02 February 2009

Temple Girl

Let me tell you a tale entitled the Temple Girl.  There was once a guy named Todd and he had a friend named Jason.  These names have been changed to protect the identity of their true identities and save them from the humiliation that will surely follow.  If you're asking yourself, "Is this going to be a true story?" the answer is yes.  


Todd was sitting next to his friend Jason in the chapel of the temple (a very special building in the LDS church) waiting to go in.  He looked up and saw a girl walk in that he had known from an art class years earlier.  Alas, her hand was covered and he couldn't see her ring finger.  
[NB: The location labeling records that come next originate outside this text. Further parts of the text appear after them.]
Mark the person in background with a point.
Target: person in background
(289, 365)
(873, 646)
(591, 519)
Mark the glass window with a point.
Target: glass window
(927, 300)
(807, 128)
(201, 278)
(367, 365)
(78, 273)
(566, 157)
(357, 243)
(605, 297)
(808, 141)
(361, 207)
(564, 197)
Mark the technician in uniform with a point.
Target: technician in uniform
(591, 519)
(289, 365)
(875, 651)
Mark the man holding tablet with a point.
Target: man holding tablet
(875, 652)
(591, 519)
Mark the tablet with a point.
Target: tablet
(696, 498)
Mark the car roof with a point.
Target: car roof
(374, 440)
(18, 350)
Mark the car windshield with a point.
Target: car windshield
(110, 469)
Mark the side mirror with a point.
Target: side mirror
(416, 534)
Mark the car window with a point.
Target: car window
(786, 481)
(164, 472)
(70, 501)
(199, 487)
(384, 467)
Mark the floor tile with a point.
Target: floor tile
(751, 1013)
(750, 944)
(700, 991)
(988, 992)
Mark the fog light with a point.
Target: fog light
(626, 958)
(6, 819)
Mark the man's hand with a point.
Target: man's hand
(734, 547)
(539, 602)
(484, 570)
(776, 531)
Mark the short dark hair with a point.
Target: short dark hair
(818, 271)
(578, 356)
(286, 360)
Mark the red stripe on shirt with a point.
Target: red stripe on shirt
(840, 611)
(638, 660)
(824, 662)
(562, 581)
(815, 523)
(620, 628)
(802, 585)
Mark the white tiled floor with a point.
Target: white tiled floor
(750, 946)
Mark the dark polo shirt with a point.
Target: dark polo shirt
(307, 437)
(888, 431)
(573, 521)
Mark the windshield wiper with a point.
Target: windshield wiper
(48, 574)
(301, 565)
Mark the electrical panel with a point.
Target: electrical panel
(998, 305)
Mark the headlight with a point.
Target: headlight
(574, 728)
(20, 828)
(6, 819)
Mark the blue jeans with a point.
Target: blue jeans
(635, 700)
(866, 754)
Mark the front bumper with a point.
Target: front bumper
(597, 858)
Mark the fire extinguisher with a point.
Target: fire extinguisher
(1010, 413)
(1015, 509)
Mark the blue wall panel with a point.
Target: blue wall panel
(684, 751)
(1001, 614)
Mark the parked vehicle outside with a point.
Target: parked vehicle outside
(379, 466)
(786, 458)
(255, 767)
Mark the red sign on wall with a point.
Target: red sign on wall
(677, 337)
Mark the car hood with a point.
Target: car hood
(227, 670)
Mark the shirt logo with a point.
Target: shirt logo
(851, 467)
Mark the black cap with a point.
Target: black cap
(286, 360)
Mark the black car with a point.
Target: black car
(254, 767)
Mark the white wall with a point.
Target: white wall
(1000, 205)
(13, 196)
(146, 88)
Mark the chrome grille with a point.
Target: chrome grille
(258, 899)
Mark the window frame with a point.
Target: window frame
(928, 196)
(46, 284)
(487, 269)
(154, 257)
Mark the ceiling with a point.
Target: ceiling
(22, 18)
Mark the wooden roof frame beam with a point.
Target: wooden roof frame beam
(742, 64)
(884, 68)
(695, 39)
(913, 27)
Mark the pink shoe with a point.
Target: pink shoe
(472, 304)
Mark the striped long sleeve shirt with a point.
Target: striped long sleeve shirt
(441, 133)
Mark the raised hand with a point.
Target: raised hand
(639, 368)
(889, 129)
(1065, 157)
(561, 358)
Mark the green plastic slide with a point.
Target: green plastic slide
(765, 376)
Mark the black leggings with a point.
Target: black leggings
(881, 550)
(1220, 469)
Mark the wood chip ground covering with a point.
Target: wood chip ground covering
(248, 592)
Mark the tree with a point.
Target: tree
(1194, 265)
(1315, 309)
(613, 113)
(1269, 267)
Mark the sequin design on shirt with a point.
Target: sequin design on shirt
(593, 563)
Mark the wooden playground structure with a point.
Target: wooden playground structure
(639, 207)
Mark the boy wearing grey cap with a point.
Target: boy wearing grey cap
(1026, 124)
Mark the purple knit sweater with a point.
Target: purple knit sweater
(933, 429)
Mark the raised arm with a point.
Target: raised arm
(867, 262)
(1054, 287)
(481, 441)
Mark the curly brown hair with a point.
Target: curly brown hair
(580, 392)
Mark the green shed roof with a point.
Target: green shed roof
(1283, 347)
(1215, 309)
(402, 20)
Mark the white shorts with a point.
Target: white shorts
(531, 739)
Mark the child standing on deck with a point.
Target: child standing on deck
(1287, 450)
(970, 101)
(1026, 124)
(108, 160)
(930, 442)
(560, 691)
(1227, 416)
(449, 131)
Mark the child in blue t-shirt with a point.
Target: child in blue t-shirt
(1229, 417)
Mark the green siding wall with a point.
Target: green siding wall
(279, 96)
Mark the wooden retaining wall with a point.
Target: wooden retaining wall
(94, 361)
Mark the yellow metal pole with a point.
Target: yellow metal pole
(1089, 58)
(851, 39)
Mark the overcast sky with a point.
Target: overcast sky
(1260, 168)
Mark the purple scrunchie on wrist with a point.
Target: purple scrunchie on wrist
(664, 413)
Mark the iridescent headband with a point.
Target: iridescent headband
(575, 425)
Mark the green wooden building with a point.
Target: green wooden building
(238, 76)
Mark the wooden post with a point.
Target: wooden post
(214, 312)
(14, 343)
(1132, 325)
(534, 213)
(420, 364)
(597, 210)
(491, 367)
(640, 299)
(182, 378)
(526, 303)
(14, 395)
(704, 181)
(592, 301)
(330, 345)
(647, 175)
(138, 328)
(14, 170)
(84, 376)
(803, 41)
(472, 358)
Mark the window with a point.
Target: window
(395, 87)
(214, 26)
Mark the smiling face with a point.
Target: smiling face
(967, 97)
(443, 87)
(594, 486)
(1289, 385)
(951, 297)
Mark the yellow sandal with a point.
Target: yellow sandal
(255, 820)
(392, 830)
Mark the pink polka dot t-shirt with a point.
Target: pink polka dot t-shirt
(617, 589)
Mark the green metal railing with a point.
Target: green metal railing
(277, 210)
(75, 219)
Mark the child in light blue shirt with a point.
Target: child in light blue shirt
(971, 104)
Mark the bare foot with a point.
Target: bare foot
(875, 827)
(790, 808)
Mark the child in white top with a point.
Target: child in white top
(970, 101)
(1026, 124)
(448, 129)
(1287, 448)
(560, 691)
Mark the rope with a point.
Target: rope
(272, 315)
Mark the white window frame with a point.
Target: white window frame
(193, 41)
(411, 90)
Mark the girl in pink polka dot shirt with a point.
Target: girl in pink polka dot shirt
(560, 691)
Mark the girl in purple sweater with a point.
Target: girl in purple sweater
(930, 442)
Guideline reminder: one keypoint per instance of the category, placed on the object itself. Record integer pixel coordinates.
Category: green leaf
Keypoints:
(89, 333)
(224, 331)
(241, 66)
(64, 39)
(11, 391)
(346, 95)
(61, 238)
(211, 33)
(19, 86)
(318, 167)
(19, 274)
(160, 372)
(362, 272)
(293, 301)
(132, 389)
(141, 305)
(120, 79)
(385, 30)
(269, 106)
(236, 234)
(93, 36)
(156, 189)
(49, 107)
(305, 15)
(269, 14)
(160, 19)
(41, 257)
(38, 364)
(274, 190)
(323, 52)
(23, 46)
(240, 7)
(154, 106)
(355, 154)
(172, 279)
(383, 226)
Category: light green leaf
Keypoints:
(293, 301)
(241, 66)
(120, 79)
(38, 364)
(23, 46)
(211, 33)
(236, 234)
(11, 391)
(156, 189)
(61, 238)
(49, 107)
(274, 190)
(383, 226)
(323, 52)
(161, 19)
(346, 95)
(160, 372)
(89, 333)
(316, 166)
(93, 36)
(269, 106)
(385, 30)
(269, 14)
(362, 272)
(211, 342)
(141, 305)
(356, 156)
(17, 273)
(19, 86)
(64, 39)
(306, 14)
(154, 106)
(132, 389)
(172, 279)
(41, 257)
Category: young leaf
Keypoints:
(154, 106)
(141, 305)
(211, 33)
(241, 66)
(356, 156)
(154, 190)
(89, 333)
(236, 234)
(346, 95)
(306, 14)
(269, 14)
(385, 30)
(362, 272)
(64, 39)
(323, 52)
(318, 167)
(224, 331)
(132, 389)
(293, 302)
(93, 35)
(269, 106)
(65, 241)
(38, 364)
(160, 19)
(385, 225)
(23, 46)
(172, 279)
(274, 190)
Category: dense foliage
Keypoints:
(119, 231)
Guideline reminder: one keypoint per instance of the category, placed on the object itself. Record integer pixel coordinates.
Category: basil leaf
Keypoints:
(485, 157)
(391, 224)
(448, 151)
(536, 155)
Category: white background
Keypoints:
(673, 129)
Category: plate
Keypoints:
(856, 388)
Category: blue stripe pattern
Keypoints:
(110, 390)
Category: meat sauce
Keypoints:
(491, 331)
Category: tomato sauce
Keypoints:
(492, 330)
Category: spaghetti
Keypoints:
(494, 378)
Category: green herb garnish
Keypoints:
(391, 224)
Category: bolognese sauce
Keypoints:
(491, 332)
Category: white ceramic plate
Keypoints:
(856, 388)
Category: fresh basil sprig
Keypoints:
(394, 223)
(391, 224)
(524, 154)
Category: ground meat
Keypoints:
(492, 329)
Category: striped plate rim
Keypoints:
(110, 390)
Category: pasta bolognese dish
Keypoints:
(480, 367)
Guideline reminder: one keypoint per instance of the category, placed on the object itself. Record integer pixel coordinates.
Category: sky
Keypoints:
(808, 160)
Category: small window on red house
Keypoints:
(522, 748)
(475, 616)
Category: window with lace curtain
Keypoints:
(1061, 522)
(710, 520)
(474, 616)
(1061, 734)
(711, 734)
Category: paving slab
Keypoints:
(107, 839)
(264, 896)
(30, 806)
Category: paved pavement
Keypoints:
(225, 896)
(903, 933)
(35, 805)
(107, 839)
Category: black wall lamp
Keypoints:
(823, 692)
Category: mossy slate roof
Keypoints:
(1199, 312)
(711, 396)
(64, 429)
On to the next room, he leaned over and told his friend, "Hey, there she is.  Can you see a ring?" Todd is very pathetic, mind.
 
"No," Jason said.

Todd looked over and noticed the girl tapping her ring finger and laughing with her friend.  She had caught Todd and Jason looking for a ring.  Pathetic, little Todd.

Today, Todd saw his old friend from art class and got her number!  Here's how it went down:

Todd: Hi Sandra!
Sandra: Who ARE you?
Todd: Who are YOU?.... We had art class together....4 years ago....
Sandra: [Feeling the need to avoid the creepy, bearded man] Um...oh yeah....isn't your name...Steven?
Todd: No.  It's Todd.  
.
.
.
Todd: [Feeling pretty cool at this point] Well, let's chill sometime!
Sandra: Sure! Here's my number!

Go Todd!

Peace.

5 wisecrack(s):

Kendall Laws said...

Hmmm Jason it seems to me that you should take a note from this todd fellow and ask a temple girl out.... in TWO DAYS!!

Chess said...

I think you are a born storyteller. Jason seems so real to me! It's like I know him or something! :)

TPlayer said...

That's by far the worst story I have ever heard. How is it that girls are seriously that lame and desperate-ugh! I'm sorry, no offense to "Todd" but in one breath she's all snotty and "who ARE you?" and then next she'd dishing her number out like a relief society casserole.. I hang my head in shame as a representative of the fremale gender right now.

Leon said...

Player! Sarcasm. Haha.

jill said...

dishing it out like rs casserole. I like it good job tiff!